日本は加盟していましたが、2020年10月1日以降我が国の装備品等の情報を海外に発信していくため登録が許されました。同盟国や同士国が万が一の時に装備品を必要としてる場合にその書かれている情報を見て融通が可能かどうかが解かる訳です。


安倍政権下の2014年頃は、国内の防衛産業には撤退する大手の企業も出ており一方で輸出を増やして欲しいという要望もありました。その様な中、全面禁輸を見直して「防衛装備移転三原則」として国際平和への貢献や日本の安全保障に資する場合、紛争当事国などを除き積極的に輸出する方向で解禁しました。それでも運用指針では、共同開発国を除き、戦車や戦闘機などの武器の輸出は認めてきませんでした。
ですから当然同盟国では無いウクライナへの装備品の提供はできませんでした。そう言った事情の中、我が国の安全保障の観点から 積極的な意義がある場合に限るとして、国際法違反の侵略を受けているウクライナに対して自衛隊法第116条の3の規定に基づき 防衛大臣が譲渡する装備品等に含まれる防衛装備の海外移転が可能となりました。
令和4年4月には、新たにウクライナ政府からの要請があったことを踏まえ、化学兵器等対応用の防護マスク及び防護衣並びにドローンを提供したようです。

ウクライナへの装備品等の提供について
令和5年3月 経済産業省
防衛装備の海外移転の許可の状況 に関する年次報告書



3・防衛力の抜本的強化


岸田総理が度々使われる「防衛力の抜本的強化」という表現は、内閣官房の国力としての防衛力を総合的に考える有識者会議からの報告書に書かれています。
ウクライナは何故ロシアに侵攻されたのか?
電力・通信・インフラが攻撃される事態にどう対処するのかという計画を持っていなければ、抑止力は減殺されかねない。防衛力の抜本的な強化と総合的な体制の強化が必要とされ、5年間で講じなければならないと結論付けています。

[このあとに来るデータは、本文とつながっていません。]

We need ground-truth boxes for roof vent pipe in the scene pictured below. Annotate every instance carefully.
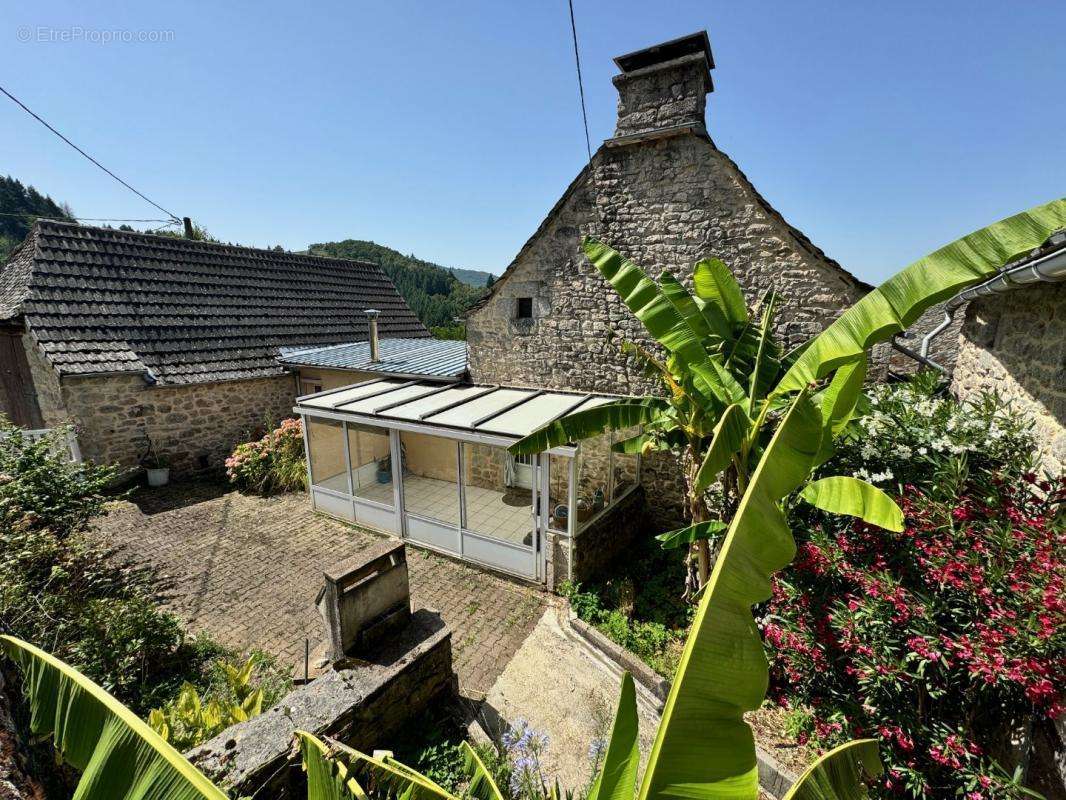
[365,309,381,363]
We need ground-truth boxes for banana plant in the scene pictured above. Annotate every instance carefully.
[0,634,229,800]
[509,197,1066,592]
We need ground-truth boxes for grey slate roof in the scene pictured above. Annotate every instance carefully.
[278,338,467,381]
[0,220,429,385]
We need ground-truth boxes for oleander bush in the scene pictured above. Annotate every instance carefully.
[226,417,307,495]
[763,376,1064,798]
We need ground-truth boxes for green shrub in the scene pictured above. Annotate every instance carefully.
[560,581,685,679]
[765,376,1063,798]
[225,417,306,495]
[0,419,284,719]
[149,652,289,750]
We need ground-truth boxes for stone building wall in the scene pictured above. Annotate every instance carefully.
[952,283,1066,474]
[59,372,297,474]
[467,130,867,525]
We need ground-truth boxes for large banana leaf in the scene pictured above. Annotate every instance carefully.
[782,739,882,800]
[316,737,457,800]
[656,520,727,551]
[638,391,823,800]
[659,269,723,343]
[799,477,903,532]
[586,673,641,800]
[693,258,748,327]
[509,398,668,456]
[461,741,505,800]
[300,731,370,800]
[583,238,725,408]
[0,634,228,800]
[694,403,750,493]
[813,357,867,465]
[777,197,1066,393]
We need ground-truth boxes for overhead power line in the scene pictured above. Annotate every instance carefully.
[567,0,593,161]
[0,83,181,222]
[0,211,175,223]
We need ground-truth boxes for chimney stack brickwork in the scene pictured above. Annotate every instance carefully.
[613,53,710,138]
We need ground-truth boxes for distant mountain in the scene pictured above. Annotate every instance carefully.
[307,239,487,334]
[449,267,497,287]
[0,176,75,260]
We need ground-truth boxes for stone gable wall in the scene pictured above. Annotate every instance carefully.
[58,372,297,474]
[467,132,867,525]
[952,283,1066,474]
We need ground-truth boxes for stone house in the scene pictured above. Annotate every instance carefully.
[466,32,870,524]
[0,220,428,473]
[945,230,1066,473]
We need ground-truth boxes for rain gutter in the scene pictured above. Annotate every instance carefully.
[906,231,1066,373]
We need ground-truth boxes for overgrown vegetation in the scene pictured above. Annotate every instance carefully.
[309,239,487,332]
[0,420,287,722]
[559,535,690,679]
[149,653,290,750]
[225,417,307,495]
[766,377,1064,799]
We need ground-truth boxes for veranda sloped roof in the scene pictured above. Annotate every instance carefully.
[295,378,621,446]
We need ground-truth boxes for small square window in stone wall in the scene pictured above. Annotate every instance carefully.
[516,297,533,319]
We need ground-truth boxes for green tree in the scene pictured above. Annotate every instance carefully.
[309,239,487,334]
[0,175,75,260]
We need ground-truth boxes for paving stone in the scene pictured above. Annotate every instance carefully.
[95,479,546,698]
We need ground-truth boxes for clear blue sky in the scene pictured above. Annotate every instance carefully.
[2,1,1063,283]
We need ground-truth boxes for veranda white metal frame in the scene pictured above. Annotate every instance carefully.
[294,378,640,582]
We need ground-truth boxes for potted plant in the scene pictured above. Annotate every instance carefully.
[139,435,171,487]
[376,455,392,484]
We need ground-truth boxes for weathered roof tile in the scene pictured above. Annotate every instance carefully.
[0,220,428,385]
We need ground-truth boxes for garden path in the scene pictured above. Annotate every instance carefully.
[94,479,546,697]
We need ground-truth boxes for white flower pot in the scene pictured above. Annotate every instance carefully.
[146,467,170,487]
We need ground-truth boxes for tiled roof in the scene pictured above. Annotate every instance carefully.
[278,338,467,380]
[0,220,429,385]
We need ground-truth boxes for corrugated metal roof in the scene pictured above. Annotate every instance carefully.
[278,338,467,380]
[296,379,619,443]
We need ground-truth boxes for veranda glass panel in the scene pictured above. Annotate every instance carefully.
[462,443,533,546]
[348,424,393,506]
[577,430,611,528]
[548,453,572,533]
[611,426,639,502]
[308,418,347,492]
[399,431,459,525]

2回国力としての防衛力を総合的に考える有識者会議防衛省資料



令和5年度防衛省 予算防衛力抜本的強化「元年」予算


政府の言う所のウクライナで得た教訓から日本の取るべき道は「抜本的防衛力」の装備であるという「領域横断作戦のイメージ」の様です。
さらに、政府の5年間の抜本的な防衛力の為の予算は43兆円ですが、スタンドオフミサイルやトマホークが妥当なのかという議論が国民からも野党の国会議員からも盛んにされていました。

領域横断作戦のイメージ



3・そして何が問題なのか


今まで日本は憲法9条のもと専守防衛で、予算も殆ど増えることなく、高額な沢山の戦闘機の購入で自衛隊員はトイレットペーパーも自分持ちであったり、救助に行く時の手袋も替えが無く自費で購入したり、官舎も老朽化が激しくキッチンを自費で修繕した話などを聞きます。
令和5年度の防衛予算はGNP2%を目標に令和5年度は歳出4.4兆円、契約ベースで9兆円となっています。

防衛白書ダイジェスト2022 P


果たしてこれらの武器の購入やその他の予算の使い方は、目標や目的に敵い、効果的効率的な使い方と言えるのでしょうか?正直、その判断はプロでも難しい事なのかも知れません。問題は過去の大型予算や補助金の税金の使い方を見てみるとこの防衛費増額予算にも懐疑的にならざる負えません。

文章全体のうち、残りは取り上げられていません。